Basically the message of the Page was the message I always get: don't do anything. Don't move, don't force life, let things unfold in their own speed. Give time some time. Take care of your practical affairs and of your body. *sigh* I am so tired of getting this message, to be honest, even if it makes sense. For someone action-oriented like me, this is sheer torture.

So, here I am. Not happier nor any wiser, and trying to master the art of waiting. The truth is that I only feel some hope when I am doing something.... for me waiting feels like giving up, feels like dying. But apparently, it's what I must do.

Yesterday I prayed, even though I am not sure if there's anyone out there listening. I was seeking some reassurance. I desperately want to believe that there's a higher purpose behind all this...

“Paradise was from the first intended to be swallowed by the darkness.” ~ Anaïs Nin (in 'Stella')

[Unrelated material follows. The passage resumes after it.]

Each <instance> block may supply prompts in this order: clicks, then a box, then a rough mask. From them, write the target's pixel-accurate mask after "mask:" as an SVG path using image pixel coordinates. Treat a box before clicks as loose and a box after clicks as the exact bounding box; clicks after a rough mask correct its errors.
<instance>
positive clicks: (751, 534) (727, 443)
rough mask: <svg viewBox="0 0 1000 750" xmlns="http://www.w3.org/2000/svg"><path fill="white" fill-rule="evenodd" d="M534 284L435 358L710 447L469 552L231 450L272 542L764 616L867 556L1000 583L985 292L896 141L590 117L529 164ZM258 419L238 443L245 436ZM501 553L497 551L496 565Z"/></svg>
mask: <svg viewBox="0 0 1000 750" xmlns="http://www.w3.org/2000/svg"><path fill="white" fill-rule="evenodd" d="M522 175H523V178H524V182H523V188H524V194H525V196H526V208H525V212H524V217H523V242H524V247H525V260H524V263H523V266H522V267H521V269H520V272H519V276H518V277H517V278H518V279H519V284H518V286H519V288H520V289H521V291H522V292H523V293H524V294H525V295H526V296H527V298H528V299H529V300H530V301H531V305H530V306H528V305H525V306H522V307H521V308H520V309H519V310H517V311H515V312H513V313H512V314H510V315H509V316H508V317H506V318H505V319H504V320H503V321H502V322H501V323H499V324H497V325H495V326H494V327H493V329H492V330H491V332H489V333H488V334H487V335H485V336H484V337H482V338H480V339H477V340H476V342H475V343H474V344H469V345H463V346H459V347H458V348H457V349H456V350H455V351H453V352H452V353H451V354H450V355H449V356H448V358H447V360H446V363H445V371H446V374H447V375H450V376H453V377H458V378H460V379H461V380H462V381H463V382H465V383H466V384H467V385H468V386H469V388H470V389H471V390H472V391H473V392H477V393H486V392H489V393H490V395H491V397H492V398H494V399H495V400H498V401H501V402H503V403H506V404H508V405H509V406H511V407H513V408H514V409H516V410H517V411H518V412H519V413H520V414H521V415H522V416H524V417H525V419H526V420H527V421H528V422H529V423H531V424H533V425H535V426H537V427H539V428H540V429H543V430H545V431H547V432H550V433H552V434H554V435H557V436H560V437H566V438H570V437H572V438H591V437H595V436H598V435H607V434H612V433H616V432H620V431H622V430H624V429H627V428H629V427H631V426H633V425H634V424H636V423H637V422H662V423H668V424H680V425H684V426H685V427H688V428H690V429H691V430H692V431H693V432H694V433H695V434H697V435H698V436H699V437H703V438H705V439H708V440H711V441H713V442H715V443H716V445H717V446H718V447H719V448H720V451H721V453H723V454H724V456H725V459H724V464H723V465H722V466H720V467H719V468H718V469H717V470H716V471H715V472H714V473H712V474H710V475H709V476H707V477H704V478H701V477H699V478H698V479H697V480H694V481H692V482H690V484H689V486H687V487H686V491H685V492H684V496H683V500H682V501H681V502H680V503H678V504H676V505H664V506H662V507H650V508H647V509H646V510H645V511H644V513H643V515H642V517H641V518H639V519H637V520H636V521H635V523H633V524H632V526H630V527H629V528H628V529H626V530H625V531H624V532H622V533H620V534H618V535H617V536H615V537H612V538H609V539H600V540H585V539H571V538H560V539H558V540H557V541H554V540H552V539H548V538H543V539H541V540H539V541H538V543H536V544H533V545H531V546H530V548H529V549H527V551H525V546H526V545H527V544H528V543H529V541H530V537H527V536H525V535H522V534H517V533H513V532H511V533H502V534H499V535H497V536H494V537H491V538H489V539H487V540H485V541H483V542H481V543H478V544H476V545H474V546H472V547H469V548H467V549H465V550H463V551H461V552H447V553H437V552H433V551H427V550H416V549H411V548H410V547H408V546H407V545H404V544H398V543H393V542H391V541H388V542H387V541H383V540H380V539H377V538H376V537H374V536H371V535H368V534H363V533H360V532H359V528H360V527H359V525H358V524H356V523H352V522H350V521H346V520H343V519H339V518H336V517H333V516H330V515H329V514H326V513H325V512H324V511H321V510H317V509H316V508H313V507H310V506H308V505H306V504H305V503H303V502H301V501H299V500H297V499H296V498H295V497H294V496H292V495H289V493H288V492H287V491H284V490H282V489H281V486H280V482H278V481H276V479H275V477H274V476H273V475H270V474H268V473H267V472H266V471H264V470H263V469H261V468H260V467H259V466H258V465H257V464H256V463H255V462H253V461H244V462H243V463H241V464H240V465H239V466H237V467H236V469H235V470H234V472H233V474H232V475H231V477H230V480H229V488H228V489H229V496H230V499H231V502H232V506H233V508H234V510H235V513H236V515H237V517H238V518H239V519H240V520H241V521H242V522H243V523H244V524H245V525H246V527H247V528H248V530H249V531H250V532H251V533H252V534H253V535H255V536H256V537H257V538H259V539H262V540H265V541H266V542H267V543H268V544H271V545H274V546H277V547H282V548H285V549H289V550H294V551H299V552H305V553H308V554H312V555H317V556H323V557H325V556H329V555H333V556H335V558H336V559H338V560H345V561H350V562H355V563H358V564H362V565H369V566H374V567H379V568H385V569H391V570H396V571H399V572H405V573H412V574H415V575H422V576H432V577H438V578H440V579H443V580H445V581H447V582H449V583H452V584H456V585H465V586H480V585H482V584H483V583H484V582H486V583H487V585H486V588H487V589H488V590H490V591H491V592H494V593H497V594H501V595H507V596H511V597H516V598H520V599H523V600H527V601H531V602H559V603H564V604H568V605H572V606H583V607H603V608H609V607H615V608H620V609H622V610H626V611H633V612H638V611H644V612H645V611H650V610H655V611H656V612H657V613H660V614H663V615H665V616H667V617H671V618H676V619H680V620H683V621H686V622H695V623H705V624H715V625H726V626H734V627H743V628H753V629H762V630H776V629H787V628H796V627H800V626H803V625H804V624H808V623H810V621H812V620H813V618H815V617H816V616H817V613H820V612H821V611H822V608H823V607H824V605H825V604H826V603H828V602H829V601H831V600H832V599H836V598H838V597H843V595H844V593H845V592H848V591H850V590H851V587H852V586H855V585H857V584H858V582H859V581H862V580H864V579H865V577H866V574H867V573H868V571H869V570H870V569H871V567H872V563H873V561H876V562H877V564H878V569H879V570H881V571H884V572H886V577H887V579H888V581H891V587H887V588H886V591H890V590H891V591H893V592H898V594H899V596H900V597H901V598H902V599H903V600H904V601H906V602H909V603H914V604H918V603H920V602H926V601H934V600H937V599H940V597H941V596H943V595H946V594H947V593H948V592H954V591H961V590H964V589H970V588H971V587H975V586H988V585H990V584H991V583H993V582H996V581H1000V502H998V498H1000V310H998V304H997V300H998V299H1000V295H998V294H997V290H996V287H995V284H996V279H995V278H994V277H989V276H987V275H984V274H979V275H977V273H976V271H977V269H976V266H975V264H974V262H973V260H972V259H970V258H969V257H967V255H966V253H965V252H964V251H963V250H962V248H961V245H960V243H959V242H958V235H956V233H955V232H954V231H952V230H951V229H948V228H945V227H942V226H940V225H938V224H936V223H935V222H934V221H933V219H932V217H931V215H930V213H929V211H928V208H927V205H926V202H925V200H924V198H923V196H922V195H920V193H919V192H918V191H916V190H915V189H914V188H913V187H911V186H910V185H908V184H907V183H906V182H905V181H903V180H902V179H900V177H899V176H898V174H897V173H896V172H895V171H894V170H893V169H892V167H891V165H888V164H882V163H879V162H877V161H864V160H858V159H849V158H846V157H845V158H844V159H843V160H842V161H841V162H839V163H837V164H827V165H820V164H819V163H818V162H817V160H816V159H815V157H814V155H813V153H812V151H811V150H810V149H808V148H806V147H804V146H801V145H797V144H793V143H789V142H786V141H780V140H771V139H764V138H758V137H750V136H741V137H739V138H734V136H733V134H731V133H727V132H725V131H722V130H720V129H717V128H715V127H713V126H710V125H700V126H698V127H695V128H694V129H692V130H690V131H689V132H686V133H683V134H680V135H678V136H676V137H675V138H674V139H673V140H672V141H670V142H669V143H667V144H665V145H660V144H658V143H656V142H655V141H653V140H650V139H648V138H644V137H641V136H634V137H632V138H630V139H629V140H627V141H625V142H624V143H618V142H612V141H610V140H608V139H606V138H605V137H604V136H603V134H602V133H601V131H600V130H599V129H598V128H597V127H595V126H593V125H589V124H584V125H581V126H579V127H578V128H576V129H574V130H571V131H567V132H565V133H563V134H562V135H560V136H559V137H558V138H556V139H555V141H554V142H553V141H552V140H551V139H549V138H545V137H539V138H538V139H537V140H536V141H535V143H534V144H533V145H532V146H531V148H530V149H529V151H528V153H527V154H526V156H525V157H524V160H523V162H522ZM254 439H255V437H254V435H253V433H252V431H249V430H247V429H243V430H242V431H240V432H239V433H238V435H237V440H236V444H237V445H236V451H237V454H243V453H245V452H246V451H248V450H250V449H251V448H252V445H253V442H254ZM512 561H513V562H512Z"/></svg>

 Hudes Tarot © US Games Systems, Inc.

5/2/12

Enchanted Oracle: a reading for May

May has become a difficult month for me. Last year, in this same month, I found paradise on Earth. And now...

Yesterday it was May Day so I didn't have to work. I thought I'd have a light and restful day; instead I found myself crouched against my wardrobe, naked despite the cold weather, crying my eyes out again. A relapse. I thought I was over crying, but memories assault me and, now that I am approaching the anniversary, they are becoming aggressive. Sometimes my brain seems to be stuck on repeat.

I ended up having a rather shitty day, in which I slept and watched TV intermittently in order to keep my mind in a constant void. Echoes can't travel through vacuum. When I felt a bit more centered, I decided to do a reading about the coming month... to see what is leaving, what is coming, and if there's any hope of improvement.

I used the Enchanted Oracle together with a 4-card spread taught in its companion book.


1. What you need to take with you ~ Dark Enchantment
I had a bit of a hard time understanding this first card. It's a card that shows up quite often to me, together with the Dark Queen, and its main message is also warning: don't go there. Whatever you are thinking of doing, whatever shortcuts or detours you are considering... don't. Because it may take you somewhere you don't really want to go. I believe this card relates to my thoughts in the most depressive and hopeless moments... it's telling me to not think about any easy escapes, as attractive as they may seem at the moment. I mustn't nurture empty, dark thoughts. I need to find a new goal, even if just a small one, and let it be my guide.